Aussi, aujourd’hui plus fortement qu’hier, je crois qu’on ne saurait tenir la dernière phrase apocryphe du Cours autrement que comme étant diamétralement incompatible avec la conception de Saussure.[2]

La seconde thèse qui semble nous opposer, Bergounioux et moi, sous-tend cette question de la linguistique de la parole. Ici, ma réponse ne sera pas une réfutation. Au contraire, il me semble que je suis finalement assez d’accord avec lui - ma réflexion ayant évolué depuis mon ILS - : le cadre épistémologique de ce que j’appelle dans mon livre une grammaire du sens  est insuffisant à fonder “ sans sollicitation ” une sémantique, au regard des avancées qu’a connues ce domaine au XX° siècle, tout aussi bien qu’au regard des incertitudes régnant en linguistique quant à l’objet “ sens ” (la phrase de W. V. O. Quine “ Linguists in the semantic field are in the situation of not knowing what they are talking about ”[3] n’est pas désavouée aujourd’hui par les linguistes eux-mêmes). En d’autres termes, si l’on entend par sens  le produit de l’activité humaine d’interprétation linguistique (c’est-à-dire l’objet et/ou le fonctionnement d’une faculté cognitive) et par sémantique l’analyse des composants et/ou de la constitution de cette interprétation, le passage d’une “ théorie du signe ” à une “ théorie du sens ” n’est pas explicite, ni aisément reconstructible, dans le cadre saussurien ; je n’ai pas suffisamment insisté sur ce point dans mon livre. Je n’en persiste pas moins à penser qu’une théorie du sens constitue le point de fuite selon lequel se construit la perspective théorique du maître genevois - mais cette théorie ne peut probablement pas être une grammaire et c’est pourquoi j’accepte la critique de Gabriel Bergounioux (qui m’avait été faite également par Françoise Gadet).
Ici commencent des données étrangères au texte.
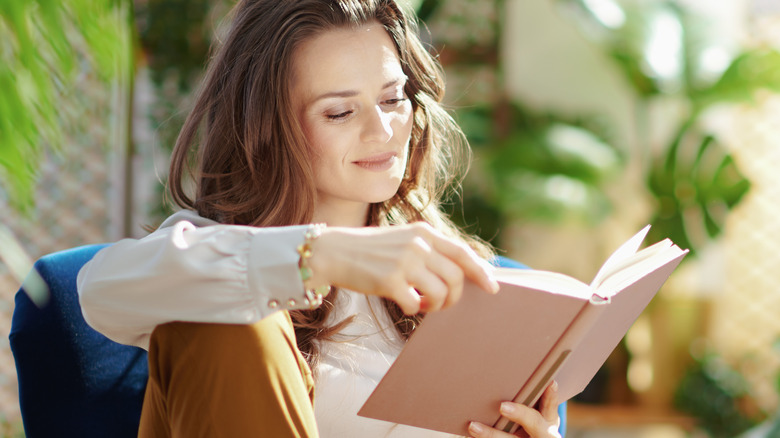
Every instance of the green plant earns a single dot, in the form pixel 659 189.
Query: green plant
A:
pixel 713 393
pixel 666 50
pixel 533 168
pixel 45 46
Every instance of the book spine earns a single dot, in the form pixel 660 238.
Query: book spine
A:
pixel 545 373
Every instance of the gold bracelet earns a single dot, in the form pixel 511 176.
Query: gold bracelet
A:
pixel 313 296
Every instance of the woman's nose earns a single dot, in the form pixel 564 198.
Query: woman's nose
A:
pixel 377 126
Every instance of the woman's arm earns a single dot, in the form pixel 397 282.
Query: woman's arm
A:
pixel 209 273
pixel 238 274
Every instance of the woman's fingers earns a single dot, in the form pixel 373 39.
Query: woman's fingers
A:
pixel 548 404
pixel 543 423
pixel 387 261
pixel 474 268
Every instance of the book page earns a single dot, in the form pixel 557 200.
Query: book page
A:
pixel 626 250
pixel 548 281
pixel 635 267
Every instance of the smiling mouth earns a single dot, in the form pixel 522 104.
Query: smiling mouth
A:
pixel 378 162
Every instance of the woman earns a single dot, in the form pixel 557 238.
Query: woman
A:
pixel 318 112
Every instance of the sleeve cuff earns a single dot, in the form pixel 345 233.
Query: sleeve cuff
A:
pixel 272 269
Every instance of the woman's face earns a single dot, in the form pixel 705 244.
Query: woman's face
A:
pixel 348 91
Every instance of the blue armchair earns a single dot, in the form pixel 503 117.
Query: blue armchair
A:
pixel 73 381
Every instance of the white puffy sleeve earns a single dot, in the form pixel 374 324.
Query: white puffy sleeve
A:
pixel 191 269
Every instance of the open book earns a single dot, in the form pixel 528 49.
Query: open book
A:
pixel 462 362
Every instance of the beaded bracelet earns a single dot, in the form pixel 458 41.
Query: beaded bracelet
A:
pixel 315 295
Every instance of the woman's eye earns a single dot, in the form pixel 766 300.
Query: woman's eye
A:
pixel 395 101
pixel 339 116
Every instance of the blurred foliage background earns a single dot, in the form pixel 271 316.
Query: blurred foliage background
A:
pixel 534 165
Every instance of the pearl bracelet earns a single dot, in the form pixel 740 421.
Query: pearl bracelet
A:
pixel 313 296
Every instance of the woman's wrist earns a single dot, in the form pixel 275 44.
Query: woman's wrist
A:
pixel 314 288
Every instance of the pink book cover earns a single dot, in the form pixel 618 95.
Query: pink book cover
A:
pixel 462 362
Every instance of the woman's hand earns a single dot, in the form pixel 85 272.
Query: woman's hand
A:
pixel 414 265
pixel 543 423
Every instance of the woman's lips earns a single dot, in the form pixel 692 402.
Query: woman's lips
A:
pixel 377 163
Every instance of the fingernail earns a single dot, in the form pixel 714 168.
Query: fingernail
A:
pixel 425 304
pixel 508 408
pixel 476 428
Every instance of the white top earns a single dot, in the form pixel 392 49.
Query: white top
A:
pixel 193 269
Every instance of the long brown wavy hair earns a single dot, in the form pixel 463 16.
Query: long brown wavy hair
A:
pixel 243 147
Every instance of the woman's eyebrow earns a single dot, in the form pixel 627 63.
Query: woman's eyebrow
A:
pixel 352 93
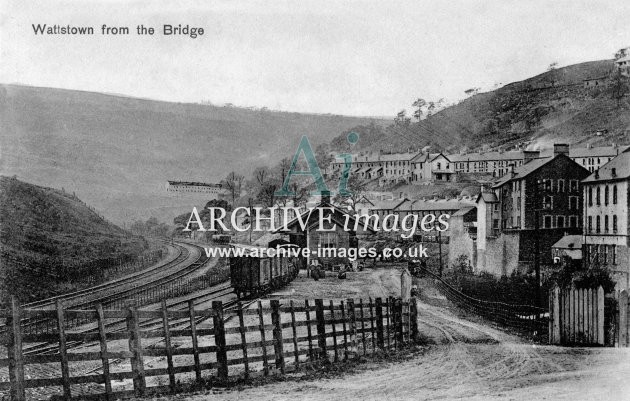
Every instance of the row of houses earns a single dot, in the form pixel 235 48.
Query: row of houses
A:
pixel 426 167
pixel 545 210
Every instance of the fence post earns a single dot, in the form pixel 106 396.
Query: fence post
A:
pixel 241 327
pixel 321 327
pixel 554 316
pixel 600 315
pixel 352 317
pixel 135 346
pixel 308 330
pixel 413 319
pixel 167 345
pixel 296 351
pixel 379 324
pixel 623 318
pixel 401 330
pixel 194 340
pixel 104 358
pixel 63 354
pixel 219 340
pixel 14 351
pixel 278 346
pixel 261 327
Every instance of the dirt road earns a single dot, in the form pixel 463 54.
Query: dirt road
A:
pixel 468 360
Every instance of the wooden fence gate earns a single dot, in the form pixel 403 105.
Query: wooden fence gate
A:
pixel 623 320
pixel 576 316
Mon sentiment est que, regardant une théorie du sens, le tableau saussurien laisse dans l’ombre des pans de l’édifice qu’il construit, alors même que les lignes de force de ce tableau sont claires (je me situe au niveau des textes originaux, bien sûr, pas du CLG ) et permettent de compléter l’édifice. Ces lignes de force peuvent être appréciées sur la base des constatations suivantes.

(1) Il est établi que Saussure - dont le chemin de pensée est largement, malgré des excursions néologiques, celui d’une redéterminataion de concepts du langage ordinaire - n’a jamais, contrairement à ce qui a été parfois hâtivement dit sur la foi de citations décontextualisées, voulu différencier les acceptions de sens, signification, valeur ou signifié. (Dans le manuscrit de ce “ livre de linguistique générale ” dont on connaissait l'existence, retrouvé récemment et à paraître incessamment dans un volume de la Bibliothèque de philosophie de Gallimard sous le titre Ecrits de linguistique générale, on trouve la revendication explicite de ce fait, qui apparaissait déjà à tout lecteur attentif des manuscrits disponibles.)

(2) Il n’y a pas de définition saussurienne du sens hors d’une théorie du signe.

(3) Le concept de “ valeur ” est, au regard du fait sémantique, intégratif (ce qui s’accorde bien avec la non-différenciation de concepts évoquée en (1) ; cette “ intégrativité ” ouvre la théorie du signe (présentée d’abord sous l’angle de la “ valeur in absentia ”) sur une théorie du texte, au sens hjelmslévien de ce terme, prenant en compte la “ valeur in praesentia ”. (Sur ce point, l’impression laissée par le CLG est profondément fallacieuse, car celui-ci laisse apparaître la valeur comme appartenant fondamentalement à l’ordre des rapports in absentia.)

(4) La conception in praesentia de la valeur remet en cause, sur le chapitre de la syntaxe, la distinction faite précédemment entre langue et parole (Saussure le dit en ces termes) ; de fait elle permet selon moi, quoiqu’on en ait dit, de concevoir la syntaxe comme appartenant à l’ordre de la langue.

(5) La conception in praesentiade la valeur n’est par ailleurs aucunement développée par Saussure.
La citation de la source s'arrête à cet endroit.